Im Rahmen der Befangenheit geht es nicht um die inhaltliche und verfahrensgemäße Prüfung der Richtigkeit der vom Sachverständigen getroffenen Entscheidungen. In der Regel können daher nur grobe Verstöße gegen Verfahrensvorschriften aus der maßgeblichen Sicht einer verständigen Partei die Besorgnis der Befangenheit begründen.

Im vorliegenden Fall war die Nichtladung bzw. Nichtmitteilung des Termins durch den Sachverständigen an den Streithelfer ... verfahrensfehlerhaft.

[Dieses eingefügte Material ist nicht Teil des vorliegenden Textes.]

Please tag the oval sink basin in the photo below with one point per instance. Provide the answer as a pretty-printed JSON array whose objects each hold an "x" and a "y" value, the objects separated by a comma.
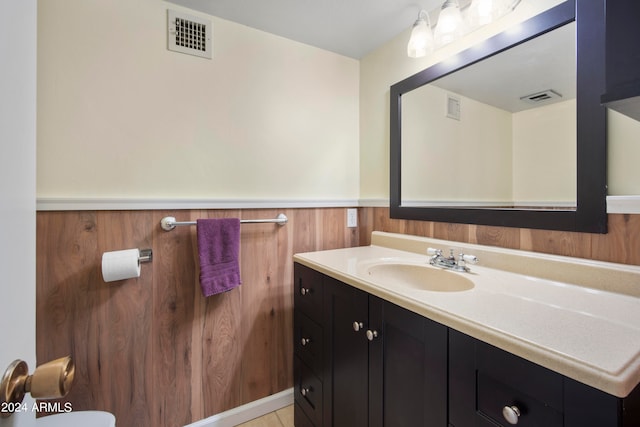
[{"x": 419, "y": 276}]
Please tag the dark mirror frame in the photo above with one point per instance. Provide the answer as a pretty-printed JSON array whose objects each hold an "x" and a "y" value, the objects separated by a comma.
[{"x": 590, "y": 214}]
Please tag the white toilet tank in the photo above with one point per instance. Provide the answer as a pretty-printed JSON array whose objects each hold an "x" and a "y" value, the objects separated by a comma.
[{"x": 78, "y": 419}]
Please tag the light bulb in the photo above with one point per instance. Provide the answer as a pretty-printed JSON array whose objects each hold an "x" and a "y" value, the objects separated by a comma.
[
  {"x": 421, "y": 40},
  {"x": 450, "y": 25}
]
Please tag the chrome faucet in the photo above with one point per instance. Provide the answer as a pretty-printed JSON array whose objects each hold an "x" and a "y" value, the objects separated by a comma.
[{"x": 450, "y": 262}]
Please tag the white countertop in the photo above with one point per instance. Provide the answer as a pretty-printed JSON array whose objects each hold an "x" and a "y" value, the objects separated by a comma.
[{"x": 577, "y": 317}]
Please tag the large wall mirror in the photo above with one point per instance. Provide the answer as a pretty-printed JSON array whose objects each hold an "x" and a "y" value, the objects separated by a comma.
[{"x": 513, "y": 134}]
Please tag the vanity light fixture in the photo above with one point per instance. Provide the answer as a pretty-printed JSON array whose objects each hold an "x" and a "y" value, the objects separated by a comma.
[
  {"x": 450, "y": 23},
  {"x": 453, "y": 22},
  {"x": 421, "y": 40}
]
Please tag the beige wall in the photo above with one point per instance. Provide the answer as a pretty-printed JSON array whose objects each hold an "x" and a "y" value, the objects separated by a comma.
[
  {"x": 479, "y": 147},
  {"x": 120, "y": 116},
  {"x": 544, "y": 153}
]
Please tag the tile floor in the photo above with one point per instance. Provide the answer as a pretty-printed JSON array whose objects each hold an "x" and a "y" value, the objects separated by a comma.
[{"x": 280, "y": 418}]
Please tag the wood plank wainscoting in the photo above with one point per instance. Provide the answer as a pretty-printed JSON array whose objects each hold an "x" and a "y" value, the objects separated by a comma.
[
  {"x": 155, "y": 353},
  {"x": 152, "y": 350}
]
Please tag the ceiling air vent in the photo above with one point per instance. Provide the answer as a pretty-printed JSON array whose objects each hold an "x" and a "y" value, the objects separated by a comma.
[
  {"x": 189, "y": 34},
  {"x": 540, "y": 97}
]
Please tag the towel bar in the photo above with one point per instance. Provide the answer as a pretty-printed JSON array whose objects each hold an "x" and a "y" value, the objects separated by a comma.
[{"x": 168, "y": 223}]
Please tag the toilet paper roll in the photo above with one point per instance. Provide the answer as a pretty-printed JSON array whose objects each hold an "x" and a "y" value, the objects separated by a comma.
[{"x": 119, "y": 265}]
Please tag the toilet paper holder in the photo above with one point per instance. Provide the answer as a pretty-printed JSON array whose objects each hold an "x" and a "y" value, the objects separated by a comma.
[
  {"x": 146, "y": 255},
  {"x": 50, "y": 380}
]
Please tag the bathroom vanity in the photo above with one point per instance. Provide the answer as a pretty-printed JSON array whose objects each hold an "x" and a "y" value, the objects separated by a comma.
[{"x": 382, "y": 338}]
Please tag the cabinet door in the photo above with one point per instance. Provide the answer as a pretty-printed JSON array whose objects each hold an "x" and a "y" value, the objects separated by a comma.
[
  {"x": 346, "y": 355},
  {"x": 408, "y": 368}
]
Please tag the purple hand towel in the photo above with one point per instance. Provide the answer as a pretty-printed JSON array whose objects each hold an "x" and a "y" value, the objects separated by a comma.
[{"x": 218, "y": 247}]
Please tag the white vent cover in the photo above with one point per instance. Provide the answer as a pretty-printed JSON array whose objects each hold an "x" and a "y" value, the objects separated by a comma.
[
  {"x": 189, "y": 34},
  {"x": 540, "y": 97},
  {"x": 453, "y": 107}
]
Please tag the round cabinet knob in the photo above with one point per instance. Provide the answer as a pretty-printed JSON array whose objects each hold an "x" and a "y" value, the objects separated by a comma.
[{"x": 511, "y": 414}]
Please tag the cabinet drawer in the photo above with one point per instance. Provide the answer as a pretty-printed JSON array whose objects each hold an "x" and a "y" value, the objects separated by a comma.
[
  {"x": 527, "y": 411},
  {"x": 308, "y": 291},
  {"x": 498, "y": 366},
  {"x": 300, "y": 419},
  {"x": 483, "y": 380},
  {"x": 308, "y": 341},
  {"x": 308, "y": 391}
]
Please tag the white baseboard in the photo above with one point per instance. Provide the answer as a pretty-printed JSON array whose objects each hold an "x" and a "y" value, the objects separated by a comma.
[
  {"x": 623, "y": 204},
  {"x": 251, "y": 410}
]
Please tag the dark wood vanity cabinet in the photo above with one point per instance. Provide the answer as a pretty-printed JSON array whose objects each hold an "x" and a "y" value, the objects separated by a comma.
[
  {"x": 487, "y": 385},
  {"x": 361, "y": 361},
  {"x": 382, "y": 365}
]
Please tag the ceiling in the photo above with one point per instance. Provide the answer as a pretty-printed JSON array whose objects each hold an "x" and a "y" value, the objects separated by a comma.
[
  {"x": 547, "y": 62},
  {"x": 348, "y": 27}
]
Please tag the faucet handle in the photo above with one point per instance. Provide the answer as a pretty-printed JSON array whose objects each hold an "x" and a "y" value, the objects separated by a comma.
[{"x": 472, "y": 259}]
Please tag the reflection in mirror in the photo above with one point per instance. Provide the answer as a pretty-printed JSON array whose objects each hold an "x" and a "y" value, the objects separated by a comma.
[
  {"x": 499, "y": 133},
  {"x": 465, "y": 148}
]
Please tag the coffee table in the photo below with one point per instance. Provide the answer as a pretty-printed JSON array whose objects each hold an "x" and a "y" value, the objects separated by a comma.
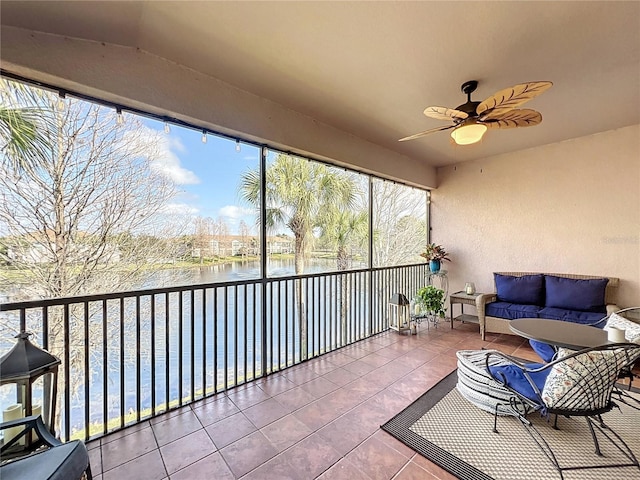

Der Sachverständige hat die Umstände für seine Entscheidung jedoch dargelegt und damit gezeigt, dass diese Entscheidung nicht Ausdruck für die Parteilichkeit zugunsten einer Partei war, sondern vielmehr dem Umstand geschuldet war - wenngleich verfahrensfehlerhaft - dass er davon ausging, dass aufgrund des gewonnenen Eindrucks und des Umstandes, dass ihm bereits umfangreich Mitteilungen zum begutachtenden Sachverhalt seitens des Streithelfers ... gemacht wurden, dieser kein Interesse an der Teilnahme am Ortstermin mehr hatte. Dieser unzweifelhaft gegebene Verfahrensverstoß begründet somit aus der Sicht einer verständigen Partei nicht die Besorgnis der Befangenheit.

Im Übrigen wird darauf hingewiesen, dass die Möglichkeit besteht, diesen Verfahrensverstoß zu heilen, indem etwa der Ortstermin, soweit dies von den Parteien bzw. vom Streithelfer ... gewünscht wird, wiederholt wird oder der Sachverständige zu einem anzuberaumenden Erörterungstermin zu Gericht geladen werden kann, so dass sämtliche Verfahrensbeteiligte, insbesondere auch der Streithelfer ...,, sich noch umfassend zur Begutachtungen äußern können.

Vor diesem Hintergrund war der Befangenheitsantrag mithin als unbegründet zurückzuweisen.

(1) Ein Richter kann sowohl in den Fällen, in denen er von der Ausübung des Richteramts kraft Gesetzes ausgeschlossen ist, als auch wegen Besorgnis der Befangenheit abgelehnt werden.

(2) Wegen Besorgnis der Befangenheit findet die Ablehnung statt, wenn ein Grund vorliegt, der geeignet ist, Misstrauen gegen die Unparteilichkeit eines Richters zu rechtfertigen.

(3) Das Ablehnungsrecht steht in jedem Fall beiden Parteien zu.